A minister once referenced Luke 4:18-19 as the explanation for Jesus’ purpose on Earth: namely, to preach the gospel, heal the sick, deliver the captive, and open the eyes of the blind. He went on to say that, because this was Jesus’ purpose, it should also be ours. This is the sort of teaching that gets us into trouble.

First, Jesus’ primary purpose was to take away the sins of the world through His sacrifice. Without the cross, Jesus means little to our spiritual lives no matter how many poor and sick he served. This is not a shared priority. Thus the physical and spiritual preaching, healing, delivering, and opening to which Luke 4 refers is based on the gospel of Jesus’ sacrifice – the good news that because He died, our rightful relational place with God can be restored.

Second, Jesus’ purpose is not our purpose (now it’s my turn to tread a thin line). Not exactly, anyway.

Jesus was holy and we should follow his lead. But if we seek to imitate Jesus’ every action and passion, we might miss the unique purposes God assigned to us – purposes have nothing directly to do with the items listed in Luke 4. Bottlenecking “holiness” in this way softens the voice of God in our hearts when he calls us to something unconventional. It limits God’s use of the body (the church) in the varied functions for which it exists. Even with our own bodies, our eyes serve a very important function. But we also need our hands, mouth, nose and ears. It’s be silly to expect to be able to see from our hands, or out our ears! Seeing is the eye’s job.

When Good Is Bad

When a thing is declared holy, it’s set apart for a greater good. It’s assigned. Designated.

Contrary to popular Christian opinion, holiness is not rooted in moral perfection. When we look closer at the holy life of Jesus, we’ll see he does afford us the luxury of having a clean definition, despite our desire to place it in neat little categories like righteousness, godliness, or moral goodness. True holiness cannot be boxed in that way.

Sometimes (often times) true holiness surprises us, as it did the religious of Jesus’ day. Jesus was holy because He obeyed God’s purpose for His life without slipping off course or following His own ideas of what was good or acceptable. Without, even, following the social definitions of “holy” in his day.

Listen to Jesus when he talks…

    • With his parents as a boy,”… I must be about my father’s business.”
    • In John 5:30, “…because I will not seek my own will, but the will of the Father which hath sent me.”
    • In John 8:29, “…the Father hath not left me alone; for I do always those things that please him.”

And in Matthew 7, he chides do-gooders by saying that all who say “Lord, Lord…” will not enter heaven, despite their seemingly “holy” deeds. Jesus even goes so far as to call them “evildoers!” If the amazing deeds mentioned in 7:22 do not qualify as holy deeds, if they could be considered “evil” by Jesus, then what does God want? Jesus answers in verse 21.

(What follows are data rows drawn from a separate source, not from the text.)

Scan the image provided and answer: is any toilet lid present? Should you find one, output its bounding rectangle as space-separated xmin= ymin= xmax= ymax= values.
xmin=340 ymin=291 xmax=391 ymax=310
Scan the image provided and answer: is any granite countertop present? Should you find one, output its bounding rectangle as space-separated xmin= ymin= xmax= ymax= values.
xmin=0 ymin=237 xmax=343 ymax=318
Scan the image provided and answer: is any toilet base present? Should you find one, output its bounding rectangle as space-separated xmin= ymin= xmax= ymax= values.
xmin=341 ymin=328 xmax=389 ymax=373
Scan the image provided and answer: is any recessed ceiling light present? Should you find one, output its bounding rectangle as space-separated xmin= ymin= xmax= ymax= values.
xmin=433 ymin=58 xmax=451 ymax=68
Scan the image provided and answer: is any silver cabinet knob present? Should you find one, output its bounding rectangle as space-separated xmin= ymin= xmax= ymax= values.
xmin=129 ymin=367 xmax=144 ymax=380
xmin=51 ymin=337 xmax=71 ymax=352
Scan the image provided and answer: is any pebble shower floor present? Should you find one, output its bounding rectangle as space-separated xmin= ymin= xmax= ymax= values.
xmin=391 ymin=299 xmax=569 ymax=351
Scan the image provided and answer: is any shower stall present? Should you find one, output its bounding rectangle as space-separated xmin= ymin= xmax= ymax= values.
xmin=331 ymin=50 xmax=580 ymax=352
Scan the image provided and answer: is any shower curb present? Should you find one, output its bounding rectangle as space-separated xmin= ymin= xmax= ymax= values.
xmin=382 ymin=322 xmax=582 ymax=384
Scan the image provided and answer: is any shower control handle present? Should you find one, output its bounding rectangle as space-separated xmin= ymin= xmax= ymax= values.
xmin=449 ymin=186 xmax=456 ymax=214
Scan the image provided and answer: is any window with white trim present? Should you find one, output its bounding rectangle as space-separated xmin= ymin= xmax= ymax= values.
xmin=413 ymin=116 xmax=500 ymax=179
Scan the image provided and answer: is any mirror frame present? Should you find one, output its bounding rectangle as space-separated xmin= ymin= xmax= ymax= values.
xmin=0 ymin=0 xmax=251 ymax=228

“Not every one that saith unto me, Lord, Lord, shall enter into the kingdom of heaven; but he that doeth the will of my father which is in heaven.” (Matt. 7:21, KJV, bold added)

Doing the will of the Father. That is holiness. To fall into the jet stream of God’s will for your life, is to achieve holiness. And such a stream may never have anything directly to do with the poor or the needy, or the prisoners, or the blind.

Do not allow well-intentioned, rigid church definitions of holiness to derail you from the path God has for you. The Enemy doesn’t have to make us all adulterers or murderers. If he can get redirect those God wants to work at universities with the intellectually depraved and searching minds too busy serving the poor in Africa as missionaries, he will have done his job of derailing God’s purposes all the same.

Holiness is aligned with purpose and obedience, not morality or some level of spiritual enlightenment. Holiness is living in the will of God, moving when he says move, staying when he says stay, and trusting enough to obey Him above all else.

Follow God. Live On Purpose, and you will find your holiness.

How do you define Holiness? What relationship does holiness have with purpose, if any?